The ‘Knot has often been subjected to jokes and disregard from various corners, largely because of the Des Moines, Iowa, band’s costumed image. But the success of its recent million-selling album, “Slipknot,” suggests that combining a driving metal sound with high-concept production was a savvy commercial move.

While Slipknot’s performance Saturday offered some well-played if extremely limited metal, it had noticeably less depth than others on the bill. Slipknot isn’t about to take hard rock into any exciting new directions, even with its tribal beats.

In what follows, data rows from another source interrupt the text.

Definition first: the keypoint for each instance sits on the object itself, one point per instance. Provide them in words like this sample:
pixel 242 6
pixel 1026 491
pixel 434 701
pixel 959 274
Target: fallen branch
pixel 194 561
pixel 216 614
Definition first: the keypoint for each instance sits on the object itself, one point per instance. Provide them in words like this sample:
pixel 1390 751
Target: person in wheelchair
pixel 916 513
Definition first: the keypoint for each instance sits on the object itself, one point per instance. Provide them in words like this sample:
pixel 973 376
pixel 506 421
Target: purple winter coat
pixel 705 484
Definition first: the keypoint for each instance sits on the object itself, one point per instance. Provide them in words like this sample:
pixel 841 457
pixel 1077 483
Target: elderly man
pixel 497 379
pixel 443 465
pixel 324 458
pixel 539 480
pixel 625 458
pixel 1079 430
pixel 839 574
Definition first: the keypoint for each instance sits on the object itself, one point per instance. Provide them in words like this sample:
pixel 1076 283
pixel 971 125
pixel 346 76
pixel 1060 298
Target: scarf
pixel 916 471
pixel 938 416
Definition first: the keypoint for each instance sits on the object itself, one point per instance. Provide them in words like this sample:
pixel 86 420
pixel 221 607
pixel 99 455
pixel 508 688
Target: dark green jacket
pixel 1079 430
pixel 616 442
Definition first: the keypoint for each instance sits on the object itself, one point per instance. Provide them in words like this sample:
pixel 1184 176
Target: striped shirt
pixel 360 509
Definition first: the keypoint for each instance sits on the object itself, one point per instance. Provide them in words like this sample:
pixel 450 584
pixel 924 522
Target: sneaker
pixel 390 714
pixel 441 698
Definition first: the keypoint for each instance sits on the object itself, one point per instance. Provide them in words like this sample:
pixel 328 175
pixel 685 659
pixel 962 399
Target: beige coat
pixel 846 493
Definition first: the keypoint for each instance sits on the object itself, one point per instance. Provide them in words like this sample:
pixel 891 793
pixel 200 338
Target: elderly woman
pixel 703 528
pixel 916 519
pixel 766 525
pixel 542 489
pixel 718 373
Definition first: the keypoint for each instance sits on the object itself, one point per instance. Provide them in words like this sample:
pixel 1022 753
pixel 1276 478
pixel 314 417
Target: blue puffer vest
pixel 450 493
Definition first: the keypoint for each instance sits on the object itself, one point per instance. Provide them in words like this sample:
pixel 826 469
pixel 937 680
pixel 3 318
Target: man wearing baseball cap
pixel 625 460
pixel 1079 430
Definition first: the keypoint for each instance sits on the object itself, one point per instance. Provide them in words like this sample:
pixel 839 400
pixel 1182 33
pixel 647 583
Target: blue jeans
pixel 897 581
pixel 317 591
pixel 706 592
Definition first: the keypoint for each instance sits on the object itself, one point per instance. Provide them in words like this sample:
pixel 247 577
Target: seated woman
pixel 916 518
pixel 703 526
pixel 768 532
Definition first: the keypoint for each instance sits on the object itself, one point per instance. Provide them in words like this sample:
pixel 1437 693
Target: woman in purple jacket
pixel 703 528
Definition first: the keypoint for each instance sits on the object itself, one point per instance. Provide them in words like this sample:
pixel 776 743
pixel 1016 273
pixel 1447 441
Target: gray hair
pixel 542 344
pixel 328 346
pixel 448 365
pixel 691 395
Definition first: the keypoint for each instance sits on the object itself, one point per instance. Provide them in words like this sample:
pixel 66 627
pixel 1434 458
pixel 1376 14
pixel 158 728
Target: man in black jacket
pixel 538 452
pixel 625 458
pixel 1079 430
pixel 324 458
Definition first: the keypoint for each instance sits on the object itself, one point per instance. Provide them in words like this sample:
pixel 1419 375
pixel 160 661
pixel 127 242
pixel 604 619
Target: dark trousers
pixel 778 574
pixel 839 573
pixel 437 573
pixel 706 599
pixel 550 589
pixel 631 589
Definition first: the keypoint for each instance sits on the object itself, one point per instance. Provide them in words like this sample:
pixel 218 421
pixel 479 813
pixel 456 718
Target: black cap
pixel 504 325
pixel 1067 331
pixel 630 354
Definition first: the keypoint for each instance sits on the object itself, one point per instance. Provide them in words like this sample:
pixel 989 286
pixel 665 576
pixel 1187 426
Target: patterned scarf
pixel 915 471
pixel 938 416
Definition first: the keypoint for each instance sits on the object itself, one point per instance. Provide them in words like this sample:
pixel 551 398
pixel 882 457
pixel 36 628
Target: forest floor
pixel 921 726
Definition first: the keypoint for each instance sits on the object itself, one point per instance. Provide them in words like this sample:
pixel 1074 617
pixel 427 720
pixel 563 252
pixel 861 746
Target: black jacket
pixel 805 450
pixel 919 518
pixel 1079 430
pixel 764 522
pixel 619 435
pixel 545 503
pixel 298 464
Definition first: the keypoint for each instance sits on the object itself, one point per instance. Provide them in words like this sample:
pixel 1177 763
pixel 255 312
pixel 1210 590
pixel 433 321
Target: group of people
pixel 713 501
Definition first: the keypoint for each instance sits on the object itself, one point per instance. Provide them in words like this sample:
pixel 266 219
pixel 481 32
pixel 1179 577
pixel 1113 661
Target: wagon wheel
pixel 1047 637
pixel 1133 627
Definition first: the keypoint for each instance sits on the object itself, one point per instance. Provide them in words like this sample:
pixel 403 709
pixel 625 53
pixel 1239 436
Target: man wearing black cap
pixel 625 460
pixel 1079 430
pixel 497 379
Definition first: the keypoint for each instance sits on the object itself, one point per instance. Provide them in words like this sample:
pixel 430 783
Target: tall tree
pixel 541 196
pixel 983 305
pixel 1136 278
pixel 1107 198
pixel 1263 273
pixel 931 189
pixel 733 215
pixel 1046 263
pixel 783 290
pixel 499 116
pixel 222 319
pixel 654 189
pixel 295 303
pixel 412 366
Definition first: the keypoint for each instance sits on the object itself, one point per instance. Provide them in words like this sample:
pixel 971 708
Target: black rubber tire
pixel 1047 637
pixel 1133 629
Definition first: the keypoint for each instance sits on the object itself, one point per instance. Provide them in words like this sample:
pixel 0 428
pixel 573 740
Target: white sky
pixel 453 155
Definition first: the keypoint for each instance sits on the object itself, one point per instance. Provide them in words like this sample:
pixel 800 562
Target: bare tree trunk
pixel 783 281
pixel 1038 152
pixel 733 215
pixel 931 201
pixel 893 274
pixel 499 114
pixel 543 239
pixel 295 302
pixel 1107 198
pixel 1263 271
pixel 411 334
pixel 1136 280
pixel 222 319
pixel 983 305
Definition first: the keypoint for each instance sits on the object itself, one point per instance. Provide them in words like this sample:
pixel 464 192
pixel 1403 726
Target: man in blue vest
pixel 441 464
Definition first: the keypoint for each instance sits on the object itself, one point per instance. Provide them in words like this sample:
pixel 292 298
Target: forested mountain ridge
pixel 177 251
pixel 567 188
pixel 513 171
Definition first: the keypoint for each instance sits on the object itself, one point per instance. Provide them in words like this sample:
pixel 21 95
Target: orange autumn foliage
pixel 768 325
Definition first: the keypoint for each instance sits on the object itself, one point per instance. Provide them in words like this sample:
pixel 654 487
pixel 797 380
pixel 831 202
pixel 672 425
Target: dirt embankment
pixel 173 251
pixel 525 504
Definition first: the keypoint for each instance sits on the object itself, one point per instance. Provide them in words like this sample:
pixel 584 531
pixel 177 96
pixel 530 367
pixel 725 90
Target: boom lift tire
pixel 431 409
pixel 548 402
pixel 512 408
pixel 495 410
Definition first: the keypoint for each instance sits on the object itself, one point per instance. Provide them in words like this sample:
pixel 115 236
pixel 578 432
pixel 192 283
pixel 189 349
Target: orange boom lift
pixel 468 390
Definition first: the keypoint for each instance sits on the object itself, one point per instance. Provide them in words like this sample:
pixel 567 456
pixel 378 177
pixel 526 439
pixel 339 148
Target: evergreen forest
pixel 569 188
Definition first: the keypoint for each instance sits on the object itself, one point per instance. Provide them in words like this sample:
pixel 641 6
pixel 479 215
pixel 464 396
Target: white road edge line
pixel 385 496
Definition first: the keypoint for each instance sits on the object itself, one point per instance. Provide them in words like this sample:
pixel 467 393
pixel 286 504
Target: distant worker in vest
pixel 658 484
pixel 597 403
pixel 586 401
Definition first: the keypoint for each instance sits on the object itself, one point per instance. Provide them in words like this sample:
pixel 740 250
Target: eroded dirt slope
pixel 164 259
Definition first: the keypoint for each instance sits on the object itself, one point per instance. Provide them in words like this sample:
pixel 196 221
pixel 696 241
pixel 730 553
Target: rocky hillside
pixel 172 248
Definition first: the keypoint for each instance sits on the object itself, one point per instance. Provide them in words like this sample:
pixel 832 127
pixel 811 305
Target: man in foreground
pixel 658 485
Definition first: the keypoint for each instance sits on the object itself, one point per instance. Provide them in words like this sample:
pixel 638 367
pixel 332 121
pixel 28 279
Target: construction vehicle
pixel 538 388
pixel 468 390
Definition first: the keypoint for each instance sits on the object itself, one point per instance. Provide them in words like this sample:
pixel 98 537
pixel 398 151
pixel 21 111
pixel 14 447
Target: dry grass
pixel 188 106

Second-billed Slayer also conducts itself with great seriousness, but these veterans exuded self-confidence in a way that Slipknot didn’t even approach. From its first moments on stage, Slayer fired out precise, rock-hard riffs. Its approach was also limited, but its sound was so polished and direct that the band came off as something more akin to a speed metal version of early Black Sabbath.

Tattoo the Earth was a showcase for the most primal and simplistic of hard rock. Georgia-based Sevendust was a typically raging presence, whether attempting Lynyrd Skynyrd’s “Sweet Home Alabama” or some other abrasive riff designed to fuel some welcome hard rock escape. And sets by the likes of Amen, Hatebreed and (hed)pe cranked out dependably grinding metal while headbangers waded into the Orange Show pond or bought a new tattoo.